Вера Николаевна обещала, выйдя на волю, разыскать мою сестренку Валечку, уж во всяком случае написать ей обо мне. Говорила, что непременно навестит Барбару Ионовну, потому что была, как она говорила, "лично задета" отказом свекрови от меня.
- Держитесь, Тамара! Я вас никогда не забуду! - были ее последние слова.
Месяцы допросов показали, как глубоко государство изучило не столько, правда, "контрреволюционную", сколько мою личную жизнь. Теперь, когда следователь при допросах стал добавлять: "Суд оправдает вас, но надо, чтобы вы слушались меня", я снова насторожилась, а он продолжил:
- Ольга Кружко из вашей камеры ушла на свободу?
Вопрос молниеносно достроил прежнее обращение ко мне: "Приготовьтесь к разговору с одним человеком". Все витиеватости и намеки были объяснены.

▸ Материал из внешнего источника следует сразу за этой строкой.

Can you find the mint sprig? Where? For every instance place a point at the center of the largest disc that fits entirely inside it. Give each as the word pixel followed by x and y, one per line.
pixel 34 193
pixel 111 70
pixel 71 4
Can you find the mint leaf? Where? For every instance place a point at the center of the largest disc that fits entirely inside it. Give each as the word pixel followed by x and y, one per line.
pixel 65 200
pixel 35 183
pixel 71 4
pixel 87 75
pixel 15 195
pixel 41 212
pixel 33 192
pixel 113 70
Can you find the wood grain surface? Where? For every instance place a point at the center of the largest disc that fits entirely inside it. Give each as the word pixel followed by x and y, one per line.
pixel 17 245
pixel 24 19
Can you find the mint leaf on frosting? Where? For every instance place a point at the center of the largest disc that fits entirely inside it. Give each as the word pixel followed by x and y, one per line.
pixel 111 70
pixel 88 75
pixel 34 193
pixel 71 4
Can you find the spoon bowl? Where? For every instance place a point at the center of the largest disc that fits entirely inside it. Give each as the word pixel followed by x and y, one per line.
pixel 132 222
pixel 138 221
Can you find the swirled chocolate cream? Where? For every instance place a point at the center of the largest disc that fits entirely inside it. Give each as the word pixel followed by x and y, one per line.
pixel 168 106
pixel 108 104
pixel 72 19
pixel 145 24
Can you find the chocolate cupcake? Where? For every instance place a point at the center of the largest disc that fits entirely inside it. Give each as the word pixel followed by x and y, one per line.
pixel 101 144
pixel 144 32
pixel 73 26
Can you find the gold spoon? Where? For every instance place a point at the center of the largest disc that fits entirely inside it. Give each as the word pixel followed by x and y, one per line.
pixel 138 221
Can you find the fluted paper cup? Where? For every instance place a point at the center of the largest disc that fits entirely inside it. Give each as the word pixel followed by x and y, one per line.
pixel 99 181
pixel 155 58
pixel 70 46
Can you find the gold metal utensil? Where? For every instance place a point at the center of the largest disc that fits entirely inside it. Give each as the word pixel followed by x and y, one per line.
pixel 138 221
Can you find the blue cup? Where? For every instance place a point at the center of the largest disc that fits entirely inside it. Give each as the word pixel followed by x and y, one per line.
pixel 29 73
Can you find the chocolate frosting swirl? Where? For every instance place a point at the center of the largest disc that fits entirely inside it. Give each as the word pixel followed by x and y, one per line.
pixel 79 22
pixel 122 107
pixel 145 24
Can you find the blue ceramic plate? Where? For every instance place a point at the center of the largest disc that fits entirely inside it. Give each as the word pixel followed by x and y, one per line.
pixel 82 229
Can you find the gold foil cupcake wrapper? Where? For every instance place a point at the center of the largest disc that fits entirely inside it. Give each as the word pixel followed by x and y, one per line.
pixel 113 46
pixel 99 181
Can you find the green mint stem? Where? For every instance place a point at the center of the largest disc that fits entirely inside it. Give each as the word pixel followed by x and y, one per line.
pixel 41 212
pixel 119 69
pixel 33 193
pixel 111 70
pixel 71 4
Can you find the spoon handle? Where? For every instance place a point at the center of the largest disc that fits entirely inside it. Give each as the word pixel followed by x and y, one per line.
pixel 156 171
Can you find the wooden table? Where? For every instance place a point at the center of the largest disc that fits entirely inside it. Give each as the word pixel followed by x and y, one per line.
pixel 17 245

Поистине, с романтическими "бреднями" надо было расставаться. Значит, тосковавшая по своему уютному дому Олечка Кружко ушла на свободу "осведомителем".
Мое дело следователь мыслил закончить таким же образом.
Обуявший меня ранее страх возрос, как если бы предрекли смерч из грязи и мерзости.
Еженощные трехмесячные допросы настолько изнурили и так отвратили от жизни, что если я чего-то еще хотела, то одного: спать! Это была последняя степень измученное. Только в таинственной тьме сна из расщелин каких-то вековых пород била живая вода. Но сон рвал резкий, скребущий звук. Кто-то насильно отрывал от источника, на чем-то настаивал, тупо бил и бил по голове: "Петкевич! Петкевич!"
Резкий звук был не чем иным, как фамилией, которую я давно уже воспринимала как что-то полусобственное.